Glyph Names and Current Implementations

[ Document version 1.1. Last updated January 31, 2003 ]
  1. Introduction
  2. Where and why glyph names are used
  3. Why the name prefix "u" is not yet recommended for glyphs which are encoded in the Unicode BMP
  4. Length and character set limitations on names
  5. Adobe Type Manager and kern pair filtering
  6. Document changes
1. Introduction

This article is strongly time-dated, as it contains comments about current implementations. Please bear in this mind if reading it much after Oct 2002.

2. Where and why glyph names are used

Following the naming conventions of the article "Unicode and Glyph Names" will currently enable copying text and searching text in PDF (Adobe Portable Document Format) documents under a wider variety of circumstances than having no names, or names that do not follow these conventions. In the era of the Internet, where many documents must be searchable in order to be useful, this is very important.

Many PDF files are made from PostScript printer files, when the original fonts referenced by the document are not available, and the embedded font data must be used. In this case, the Unicode cmap table of an OpenType font is not available, and the only clue that the PDF maker may have about the semantics of a glyph is the name of the glyph.

Even when the original font file is present, glyphs which do not match characters in the Unicode specification may still be usefully connected to a Unicode character by the glyph name. For example, naming a decorative variant of "t" as "t.alt" allows a PDF producing program to note that "t.alt" carries the same semantics as "t", for searching.

In the future, it is expected that more products than Adobe's suite will support text string searches by the Unicode semantics of a glyph, and that the scope of usefulness of these rules will become much wider.

For OpenType/TTF fonts, where the font may be missing glyph names altogether, the presence in the font file cmap table of a correct Unicode value for a glyph will still cause it to be correctly identified in most cases. However, for glyphs that do not have a Unicode character representation, the comments above apply.

3. Why the prefix "u" is not yet recommended for glyphs which are encoded in the Unicode BMP

The prefix "u" is not supported by by Acrobat 4 and 5. It will be supported by Acrobat 6 and later, which is also when support for Unicode characters outside the Basic Multilingual Plane (BMP) will be introduced. The AGL names, and names with the prefix "uni", and the "." and "_" parsing rules are already understood by Acrobat 4 and 5.

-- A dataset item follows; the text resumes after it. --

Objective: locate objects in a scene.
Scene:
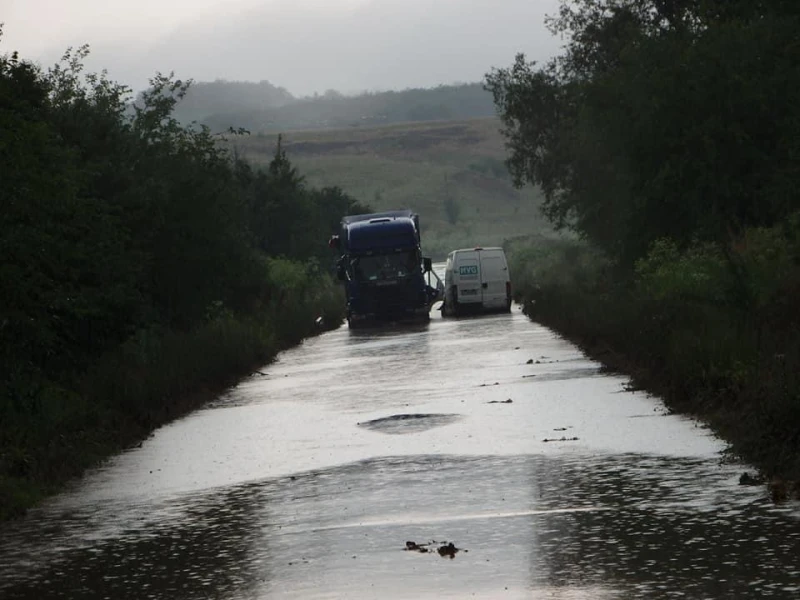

4. Length and character set limitations on names

Glyphs from Western OpenType/CFF and OpenType/TTF fonts must still be referenced in many workflow cases as name-keyed font data. As a result, glyph names are still subject to the length and character code limitations that are imposed by the Type 1 specification and the implementation of existing installations of PostScript interpreters. These both require the following:

A glyph name may be up to 31 characters in length, must be entirely comprised of characters from the following set:

  1. A-Z
  2. a-z
  3. 0-9
  4. . (period)
  5. _ (underscore)

and must not start with a digit or period. The only exception is the special character ".notdef".

"twocents", "a1", and "_" are valid glyph names. "2cents" and ".twocents" are not.

5. Adobe Type Manager and kern pair filtering

For many programs, support for kerning in OpenType fonts is provided to a limited degree by the Windows and Macintosh Adobe Type Managers. This limitation arises because most programs that are not OpenType-aware assume that all the kern pairs in a font can reasonably fit is a single table, and that there will be no more than a few thousand kern pairs. Providing more kern pairs than this causes such programs to crash. With the class-based kerning supported by OpenType layout, even a font with only 220 glyphs will usually exceed the limit, if well-kerned. In order to allow use of OpenTyoe fonts without crashing many current programs, the Adobe Type Manager programs support kerning via the legacy operating system calls by first fully expanding the class-based kerning to a list of single glyph name pairs, and then filtering this list through a hard-coded list of glyph names. If the glyph name on either side of the kern pair is not in the filter list, then the kern pair is omitted. The kern filtering list for Windows 95 and Mac OS 9 is here. The kern filtering list for Windows NT and 2000 is here.

6. Document changes

[31 January 2003] Added kern filter lists.

[4 November 2002] First version.